Less than a week after the funeral of the late Rep. Joseph P. Addabbo (D-N.Y.), 42 of his colleagues in Congress have applied for the prime office space he occupied in the Rayburn House Office Building.
Office space on Capitol Hill is distributed according to seniority, and Addabbo, a 15-year veteran and chairman of the Appropriations defense subcommittee, is said to have occupied choice real estate. The 20 members of his staff will stay at least until a new member of Congress is elected for the Queens district Addabbo represented, but they have been assigned new quarters for the time being.

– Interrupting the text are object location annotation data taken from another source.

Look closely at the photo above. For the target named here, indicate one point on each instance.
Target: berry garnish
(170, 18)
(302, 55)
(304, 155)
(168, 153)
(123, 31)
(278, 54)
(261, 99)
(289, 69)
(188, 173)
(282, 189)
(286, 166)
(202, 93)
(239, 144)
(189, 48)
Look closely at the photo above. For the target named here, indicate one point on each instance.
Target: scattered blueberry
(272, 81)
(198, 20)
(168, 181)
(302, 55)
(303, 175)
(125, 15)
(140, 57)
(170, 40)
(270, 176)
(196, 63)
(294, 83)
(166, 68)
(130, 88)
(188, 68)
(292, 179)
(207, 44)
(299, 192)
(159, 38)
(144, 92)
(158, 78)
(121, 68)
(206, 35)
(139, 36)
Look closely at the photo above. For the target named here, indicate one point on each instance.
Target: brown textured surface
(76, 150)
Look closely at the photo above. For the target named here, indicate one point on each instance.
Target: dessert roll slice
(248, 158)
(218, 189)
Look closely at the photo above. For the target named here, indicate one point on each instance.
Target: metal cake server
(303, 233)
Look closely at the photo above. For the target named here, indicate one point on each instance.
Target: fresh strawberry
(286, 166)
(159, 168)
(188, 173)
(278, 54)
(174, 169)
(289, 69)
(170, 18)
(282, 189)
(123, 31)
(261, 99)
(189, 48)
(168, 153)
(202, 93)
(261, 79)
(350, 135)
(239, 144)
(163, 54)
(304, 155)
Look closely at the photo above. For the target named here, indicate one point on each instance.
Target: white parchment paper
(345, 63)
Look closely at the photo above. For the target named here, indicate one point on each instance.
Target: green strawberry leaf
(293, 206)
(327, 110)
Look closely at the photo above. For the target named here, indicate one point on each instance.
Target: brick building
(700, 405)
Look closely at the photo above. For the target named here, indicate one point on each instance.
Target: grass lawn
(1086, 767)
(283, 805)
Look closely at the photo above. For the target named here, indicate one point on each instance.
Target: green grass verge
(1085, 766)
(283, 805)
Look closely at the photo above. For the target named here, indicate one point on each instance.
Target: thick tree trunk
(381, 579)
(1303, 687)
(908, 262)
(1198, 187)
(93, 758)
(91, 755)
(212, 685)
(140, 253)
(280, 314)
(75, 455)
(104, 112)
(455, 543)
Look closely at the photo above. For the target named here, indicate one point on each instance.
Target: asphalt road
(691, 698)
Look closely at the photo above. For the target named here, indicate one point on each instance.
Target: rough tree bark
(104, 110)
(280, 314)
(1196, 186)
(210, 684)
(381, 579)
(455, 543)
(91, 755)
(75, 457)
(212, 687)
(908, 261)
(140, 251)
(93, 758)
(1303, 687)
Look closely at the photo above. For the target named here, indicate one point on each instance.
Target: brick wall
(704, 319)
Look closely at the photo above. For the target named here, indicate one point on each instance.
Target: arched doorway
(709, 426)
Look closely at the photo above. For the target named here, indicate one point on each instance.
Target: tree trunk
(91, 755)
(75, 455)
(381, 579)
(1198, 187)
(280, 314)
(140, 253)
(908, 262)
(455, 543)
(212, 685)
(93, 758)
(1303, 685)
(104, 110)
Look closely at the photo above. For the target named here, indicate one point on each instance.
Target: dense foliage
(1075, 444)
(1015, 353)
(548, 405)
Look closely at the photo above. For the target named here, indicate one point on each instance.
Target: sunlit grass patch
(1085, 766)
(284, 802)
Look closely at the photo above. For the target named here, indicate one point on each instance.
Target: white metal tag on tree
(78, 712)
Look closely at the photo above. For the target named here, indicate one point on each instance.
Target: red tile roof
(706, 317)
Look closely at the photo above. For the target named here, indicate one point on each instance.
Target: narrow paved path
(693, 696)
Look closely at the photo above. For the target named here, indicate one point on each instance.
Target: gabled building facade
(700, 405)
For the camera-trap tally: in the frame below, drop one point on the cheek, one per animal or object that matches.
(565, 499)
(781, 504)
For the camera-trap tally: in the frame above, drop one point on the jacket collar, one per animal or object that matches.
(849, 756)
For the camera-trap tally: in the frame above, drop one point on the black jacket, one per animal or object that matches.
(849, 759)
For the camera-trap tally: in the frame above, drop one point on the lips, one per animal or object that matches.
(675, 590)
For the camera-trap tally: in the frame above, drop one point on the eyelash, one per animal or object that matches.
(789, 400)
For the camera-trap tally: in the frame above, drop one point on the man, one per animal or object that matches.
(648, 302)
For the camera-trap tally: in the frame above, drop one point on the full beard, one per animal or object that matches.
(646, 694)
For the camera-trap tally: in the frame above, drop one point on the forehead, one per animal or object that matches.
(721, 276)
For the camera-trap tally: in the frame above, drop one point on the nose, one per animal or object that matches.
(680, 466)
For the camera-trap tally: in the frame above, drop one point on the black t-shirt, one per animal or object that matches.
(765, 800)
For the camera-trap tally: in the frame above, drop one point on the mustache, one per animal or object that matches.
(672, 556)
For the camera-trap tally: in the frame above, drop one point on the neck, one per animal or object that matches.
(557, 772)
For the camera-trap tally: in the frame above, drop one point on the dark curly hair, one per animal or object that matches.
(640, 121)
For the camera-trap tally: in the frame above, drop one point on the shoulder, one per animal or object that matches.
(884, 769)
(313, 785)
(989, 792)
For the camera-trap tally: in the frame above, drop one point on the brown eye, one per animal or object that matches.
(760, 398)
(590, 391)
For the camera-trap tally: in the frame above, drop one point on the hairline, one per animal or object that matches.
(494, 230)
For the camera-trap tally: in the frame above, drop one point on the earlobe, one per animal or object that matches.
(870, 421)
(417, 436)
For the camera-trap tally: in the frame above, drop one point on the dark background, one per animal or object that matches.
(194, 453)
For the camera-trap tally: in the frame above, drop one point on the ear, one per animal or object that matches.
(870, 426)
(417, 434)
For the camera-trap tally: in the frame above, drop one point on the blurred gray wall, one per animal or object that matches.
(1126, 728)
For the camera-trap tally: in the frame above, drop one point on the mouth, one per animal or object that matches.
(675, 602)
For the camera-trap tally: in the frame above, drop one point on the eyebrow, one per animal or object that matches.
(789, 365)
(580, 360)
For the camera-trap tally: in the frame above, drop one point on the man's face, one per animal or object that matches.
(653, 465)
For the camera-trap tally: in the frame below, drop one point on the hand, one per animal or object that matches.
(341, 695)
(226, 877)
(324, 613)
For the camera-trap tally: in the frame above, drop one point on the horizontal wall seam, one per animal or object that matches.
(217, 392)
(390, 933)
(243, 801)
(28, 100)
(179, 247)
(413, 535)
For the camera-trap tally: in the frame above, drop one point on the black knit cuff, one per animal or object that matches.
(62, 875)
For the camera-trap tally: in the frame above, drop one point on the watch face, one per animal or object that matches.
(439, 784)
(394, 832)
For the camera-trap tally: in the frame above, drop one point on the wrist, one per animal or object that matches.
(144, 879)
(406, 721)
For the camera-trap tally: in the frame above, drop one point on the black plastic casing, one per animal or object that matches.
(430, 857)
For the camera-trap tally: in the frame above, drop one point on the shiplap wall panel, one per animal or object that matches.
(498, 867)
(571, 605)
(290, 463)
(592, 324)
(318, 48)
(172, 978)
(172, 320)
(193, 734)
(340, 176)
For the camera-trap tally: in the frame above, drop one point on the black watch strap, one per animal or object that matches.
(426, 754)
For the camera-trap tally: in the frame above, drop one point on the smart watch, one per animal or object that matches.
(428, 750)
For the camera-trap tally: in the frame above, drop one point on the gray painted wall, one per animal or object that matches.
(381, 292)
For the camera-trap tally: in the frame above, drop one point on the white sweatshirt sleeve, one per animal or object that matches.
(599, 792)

Negotiations over the prize are handled by the office of the Architect of the Capitol. Spokesman Elliott Carroll told States News Service, "They don't wait until the body is cold. But that's politics, I suppose." Down on the Farm? . . .
In the weeks since Frank W. Naylor Jr. was nominated to be chairman of the board of directors at the Farm Credit Administration, speculation has been rife about who will succeed him as undersecretary of agriculture for small community and rural development -- the part of USDA responsible for development and credit programs, including the Farmers Home Administration.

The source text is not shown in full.